The impact of COVID-19 and the lockdown has severely squeezed business cash flows.
Surviving the shock is challenging the resilience of enterprises and executives alike. How management adapts will test their agility and resourcefulness. If not enough is done, the very survival of the business will be at stake.
The ‘new normal’
The ‘new normal’ – the vision of what post-COVID-19 world will look like is a question yet to be answered.
Some businesses may become irrelevant, and others may be fatally harmed, doomed to suffer a slow lingering death, as DVD rendered to VHS, and movie streaming obliterated film-hire.
Management needs to assess their strategic positioning as the ‘new normal’ unfolds, so that they will be able to adjust to the changing circumstances.
Critical to this is ensuring that there are sufficient resources, especially cash, to do so.
Impact assessment
The pressing challenge of today is to survive lockdown cashflow constraints until normal trading resumes and revenues return to pre-COVID-19 levels.
Most companies have been using the lockdown period as an opportune time to rework their budgets. The more enlightened have been re-evaluating their mission, vision, values and business model’s to fit into a post COVID-19 world.
PODCAST
An interview with Kevin Black, Director, VAT Claims International, and Dr Ivor Blumenthal, CEO, ArkKonsult, discussing how COVID-19 and the lockdown has severely impacted business cash flows. Surviving the shock is challenging the resilience of enterprises and executives.
Practically organisations are evaluating the efficiency and effectiveness of their operational processes and procedures, and more importantly, how this can translate into improved cashflow.
VAT – unlocking hidden cashflow
Value Added Tax (VAT) – unlike Income Tax, is neither electrifying nor exciting and is often overlooked. In our 20 years’ experience, corporates are re-active rather than pro-active concerning VAT.
There are common misconceptions around Income Tax and VAT, which results in VAT not receiving the respect it deserves.
Vendors are, in effect, the involuntary tax collectors of the South African Revenue Services (SARS). They bear the on-going obligation to keep the requisite records, make the periodic calculations of the output and input tax, and pay these amounts over to SARS.
VAT administration is repetitious by nature, dull, tedious, tiresome and monotonous, and is usually delegated down the line. Existing calculation procedures are seldom revisited, revised and updated as the company grows, or as accounting systems are changed and updated.

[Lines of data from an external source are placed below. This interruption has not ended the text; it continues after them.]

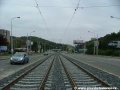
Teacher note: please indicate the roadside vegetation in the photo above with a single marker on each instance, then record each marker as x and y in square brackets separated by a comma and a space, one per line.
[104, 49]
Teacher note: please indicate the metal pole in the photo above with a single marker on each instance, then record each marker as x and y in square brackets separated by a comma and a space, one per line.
[27, 43]
[97, 46]
[30, 42]
[12, 36]
[94, 45]
[84, 47]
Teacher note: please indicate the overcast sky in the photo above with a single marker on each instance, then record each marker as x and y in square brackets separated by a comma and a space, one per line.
[60, 20]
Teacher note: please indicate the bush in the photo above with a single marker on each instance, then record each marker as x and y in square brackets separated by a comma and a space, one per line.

Calculation complexity | Rand value | Input factors | Calculation frequency | |
Income Tax | High | Low | GL account | Provisional tax 1st, 2nd & 3rd |
VAT | Low | High | Transaction | Transactional occurrence |
While the calculation complexity for VAT is lower than Income Tax, more significant amounts are paid and claimed from SARS, than Income Tax.
VAT is a transactional tax calculated at the time of the sale, purchase or journal, by making an entry to the VAT control account. Should this entry not take place, then a tax claim will be omitted from the reports used to prepare the VAT201 submission.
VAT201 misconceptions
In our 20 years’ experience we see that corporates place reliance on the accuracy of their VAT processing in the wrong areas for example:
- Balancing financial accounts is not evidence that the VAT return is correct since the VAT has merely been expensed.
- Internal audit & tax departments are primarily concerned with statutory return compliance procedures. Consequently their resource and scope limitations preclude a macro review of VAT transactional processing systems.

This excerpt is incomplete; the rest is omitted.